Dáil debates

Tuesday, 17 January 2012

7:00 pm

Photo of Micheál MartinMicheál Martin (Cork South Central, Fianna Fail)

The Minister should make a more honest and decent analysis of that. One does not cut between five and eight teaches in a DEIS school and terminate the entire guidance counselling service and use part of the money for another initiative that will get PR headlines. If the Minister is to do what he ought to, he should concentrate on protecting the areas that are working and that have been seen to work, not according to my observations but according to independent analysis and evaluation.

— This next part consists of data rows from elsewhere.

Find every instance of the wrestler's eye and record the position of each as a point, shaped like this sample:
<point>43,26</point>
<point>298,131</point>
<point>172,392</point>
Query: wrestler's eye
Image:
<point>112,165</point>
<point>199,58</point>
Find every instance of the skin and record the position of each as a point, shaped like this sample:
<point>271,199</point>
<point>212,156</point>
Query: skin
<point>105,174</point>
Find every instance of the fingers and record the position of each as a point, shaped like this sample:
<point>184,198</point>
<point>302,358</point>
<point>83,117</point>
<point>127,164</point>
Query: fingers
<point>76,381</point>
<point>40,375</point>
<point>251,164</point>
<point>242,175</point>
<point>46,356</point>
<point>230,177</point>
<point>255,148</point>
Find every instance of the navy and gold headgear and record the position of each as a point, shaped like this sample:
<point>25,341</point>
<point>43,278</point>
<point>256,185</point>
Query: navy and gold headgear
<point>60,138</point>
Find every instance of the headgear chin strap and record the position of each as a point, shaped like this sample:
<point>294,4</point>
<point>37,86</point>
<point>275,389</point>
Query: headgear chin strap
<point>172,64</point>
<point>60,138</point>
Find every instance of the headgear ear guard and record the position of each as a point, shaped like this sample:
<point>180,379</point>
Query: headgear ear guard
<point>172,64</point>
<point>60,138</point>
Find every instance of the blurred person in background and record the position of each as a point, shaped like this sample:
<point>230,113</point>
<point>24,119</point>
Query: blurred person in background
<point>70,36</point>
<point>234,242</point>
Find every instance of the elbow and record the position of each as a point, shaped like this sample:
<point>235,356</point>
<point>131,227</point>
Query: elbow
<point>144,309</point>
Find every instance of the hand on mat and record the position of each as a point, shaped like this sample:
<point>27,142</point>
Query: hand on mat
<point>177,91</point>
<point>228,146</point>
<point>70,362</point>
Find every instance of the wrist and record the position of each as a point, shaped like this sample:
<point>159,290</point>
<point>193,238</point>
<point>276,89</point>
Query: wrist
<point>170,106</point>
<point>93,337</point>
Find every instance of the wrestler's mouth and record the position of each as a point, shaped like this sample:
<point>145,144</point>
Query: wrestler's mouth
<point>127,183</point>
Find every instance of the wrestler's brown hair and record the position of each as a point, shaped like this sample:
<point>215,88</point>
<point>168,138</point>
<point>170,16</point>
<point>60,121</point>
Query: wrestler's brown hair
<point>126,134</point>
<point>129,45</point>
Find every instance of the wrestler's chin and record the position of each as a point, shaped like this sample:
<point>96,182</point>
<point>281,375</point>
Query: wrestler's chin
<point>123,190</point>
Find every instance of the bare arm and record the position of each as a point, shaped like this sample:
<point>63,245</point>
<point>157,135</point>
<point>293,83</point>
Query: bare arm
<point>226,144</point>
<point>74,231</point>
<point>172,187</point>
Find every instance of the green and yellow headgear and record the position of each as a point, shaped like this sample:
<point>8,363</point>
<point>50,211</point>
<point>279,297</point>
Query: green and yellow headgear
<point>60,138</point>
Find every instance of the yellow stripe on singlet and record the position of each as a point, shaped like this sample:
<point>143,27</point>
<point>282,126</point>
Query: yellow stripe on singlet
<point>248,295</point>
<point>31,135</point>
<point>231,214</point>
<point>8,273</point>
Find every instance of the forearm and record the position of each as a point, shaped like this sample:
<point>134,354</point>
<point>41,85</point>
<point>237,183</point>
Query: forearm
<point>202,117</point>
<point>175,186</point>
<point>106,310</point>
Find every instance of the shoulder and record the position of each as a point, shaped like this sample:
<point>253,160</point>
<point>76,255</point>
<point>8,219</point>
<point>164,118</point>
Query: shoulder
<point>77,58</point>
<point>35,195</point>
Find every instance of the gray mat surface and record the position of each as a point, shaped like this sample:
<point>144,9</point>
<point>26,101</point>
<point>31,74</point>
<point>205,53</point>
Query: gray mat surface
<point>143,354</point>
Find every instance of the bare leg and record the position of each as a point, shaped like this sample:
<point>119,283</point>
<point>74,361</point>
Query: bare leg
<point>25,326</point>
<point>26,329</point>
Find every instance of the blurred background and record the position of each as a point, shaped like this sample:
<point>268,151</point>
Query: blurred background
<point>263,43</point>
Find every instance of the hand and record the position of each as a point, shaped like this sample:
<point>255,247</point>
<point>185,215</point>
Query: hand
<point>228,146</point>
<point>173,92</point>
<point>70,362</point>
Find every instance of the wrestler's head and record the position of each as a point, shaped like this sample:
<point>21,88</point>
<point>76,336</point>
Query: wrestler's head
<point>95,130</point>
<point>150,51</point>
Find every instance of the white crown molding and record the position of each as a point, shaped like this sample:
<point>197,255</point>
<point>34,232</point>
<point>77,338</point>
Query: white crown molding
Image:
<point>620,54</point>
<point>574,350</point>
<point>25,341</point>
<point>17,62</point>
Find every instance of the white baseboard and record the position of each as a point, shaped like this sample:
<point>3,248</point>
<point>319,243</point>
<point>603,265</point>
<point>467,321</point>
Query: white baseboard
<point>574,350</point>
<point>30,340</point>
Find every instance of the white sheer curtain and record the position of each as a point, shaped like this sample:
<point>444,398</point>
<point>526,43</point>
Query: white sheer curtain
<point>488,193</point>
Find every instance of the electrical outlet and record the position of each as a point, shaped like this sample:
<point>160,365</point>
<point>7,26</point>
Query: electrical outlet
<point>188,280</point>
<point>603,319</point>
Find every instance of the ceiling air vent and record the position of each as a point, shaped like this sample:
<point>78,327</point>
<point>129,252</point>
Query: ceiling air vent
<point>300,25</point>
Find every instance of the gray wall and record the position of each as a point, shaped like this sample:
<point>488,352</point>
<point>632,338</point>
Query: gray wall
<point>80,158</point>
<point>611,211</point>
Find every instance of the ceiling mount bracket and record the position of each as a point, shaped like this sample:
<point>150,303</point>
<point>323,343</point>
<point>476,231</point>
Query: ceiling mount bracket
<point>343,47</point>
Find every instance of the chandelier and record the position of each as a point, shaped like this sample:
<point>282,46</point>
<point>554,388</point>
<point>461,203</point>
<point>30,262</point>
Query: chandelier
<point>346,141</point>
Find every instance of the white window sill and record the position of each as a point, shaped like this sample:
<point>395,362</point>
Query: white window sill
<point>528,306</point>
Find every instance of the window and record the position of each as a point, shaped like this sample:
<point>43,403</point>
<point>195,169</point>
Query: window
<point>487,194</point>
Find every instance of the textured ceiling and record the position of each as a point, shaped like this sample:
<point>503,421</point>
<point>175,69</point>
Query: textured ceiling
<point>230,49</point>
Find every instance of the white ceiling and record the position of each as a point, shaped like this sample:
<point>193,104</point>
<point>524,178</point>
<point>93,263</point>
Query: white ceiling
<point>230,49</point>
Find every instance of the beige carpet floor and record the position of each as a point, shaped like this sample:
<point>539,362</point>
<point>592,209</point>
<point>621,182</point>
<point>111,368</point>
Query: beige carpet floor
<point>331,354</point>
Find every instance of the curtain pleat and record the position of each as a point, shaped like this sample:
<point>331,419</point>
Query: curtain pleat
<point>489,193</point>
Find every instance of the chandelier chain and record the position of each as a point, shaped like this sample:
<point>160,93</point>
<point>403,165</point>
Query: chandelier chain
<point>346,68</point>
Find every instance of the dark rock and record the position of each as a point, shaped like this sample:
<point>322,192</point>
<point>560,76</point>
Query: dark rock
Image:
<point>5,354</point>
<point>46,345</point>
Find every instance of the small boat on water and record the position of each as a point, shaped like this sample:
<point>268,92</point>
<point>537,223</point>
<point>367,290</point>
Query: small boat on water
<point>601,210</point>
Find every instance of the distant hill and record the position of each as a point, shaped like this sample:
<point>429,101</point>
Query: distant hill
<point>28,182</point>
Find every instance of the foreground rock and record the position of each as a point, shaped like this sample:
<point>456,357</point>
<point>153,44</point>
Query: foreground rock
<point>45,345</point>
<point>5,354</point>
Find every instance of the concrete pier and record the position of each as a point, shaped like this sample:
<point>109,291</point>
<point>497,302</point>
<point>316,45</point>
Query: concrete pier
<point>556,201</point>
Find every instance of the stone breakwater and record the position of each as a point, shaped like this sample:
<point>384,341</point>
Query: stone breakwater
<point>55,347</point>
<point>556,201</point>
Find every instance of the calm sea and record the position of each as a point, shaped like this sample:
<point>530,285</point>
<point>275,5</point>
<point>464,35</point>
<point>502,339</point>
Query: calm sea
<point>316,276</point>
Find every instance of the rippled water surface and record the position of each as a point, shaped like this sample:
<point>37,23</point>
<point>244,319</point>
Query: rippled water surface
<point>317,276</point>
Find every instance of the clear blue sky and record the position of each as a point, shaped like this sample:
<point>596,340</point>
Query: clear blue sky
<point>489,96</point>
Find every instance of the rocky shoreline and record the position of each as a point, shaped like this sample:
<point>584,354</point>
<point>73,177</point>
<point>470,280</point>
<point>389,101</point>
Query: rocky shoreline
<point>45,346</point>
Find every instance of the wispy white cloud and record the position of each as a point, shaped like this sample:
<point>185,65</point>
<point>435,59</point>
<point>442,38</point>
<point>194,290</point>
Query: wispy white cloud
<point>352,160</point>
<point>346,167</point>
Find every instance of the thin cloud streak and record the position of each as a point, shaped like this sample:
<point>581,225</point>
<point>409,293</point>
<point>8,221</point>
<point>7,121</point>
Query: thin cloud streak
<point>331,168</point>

When applied to many other areas, this cut is merely petty. When it affects education services that have been in place for years and have been relied upon by schools, teachers, parents, pupils and communities, it is much worse. There is still time for the cut to be reversed. The Minister has already admitted this was a budget put together by people who are not on top of their game. The Government has four years left and a majority that can survive even the current rate of backbench losses. It should do the decent thing and do what the Minister called the termination of counselling and guidance provision. If the Minister pushes ahead with his plan and takes the 700 posts from our schools, he will be doing a great and long-lasting disservice to our education system. This will not be forgotten. The Minister may talk of having to take tough decisions but people will remember that they were wrong, unfair and did immense and unavoidable damage to schools and hundreds of thousands of people. I have a simple plea for the Minister: he should do the right thing.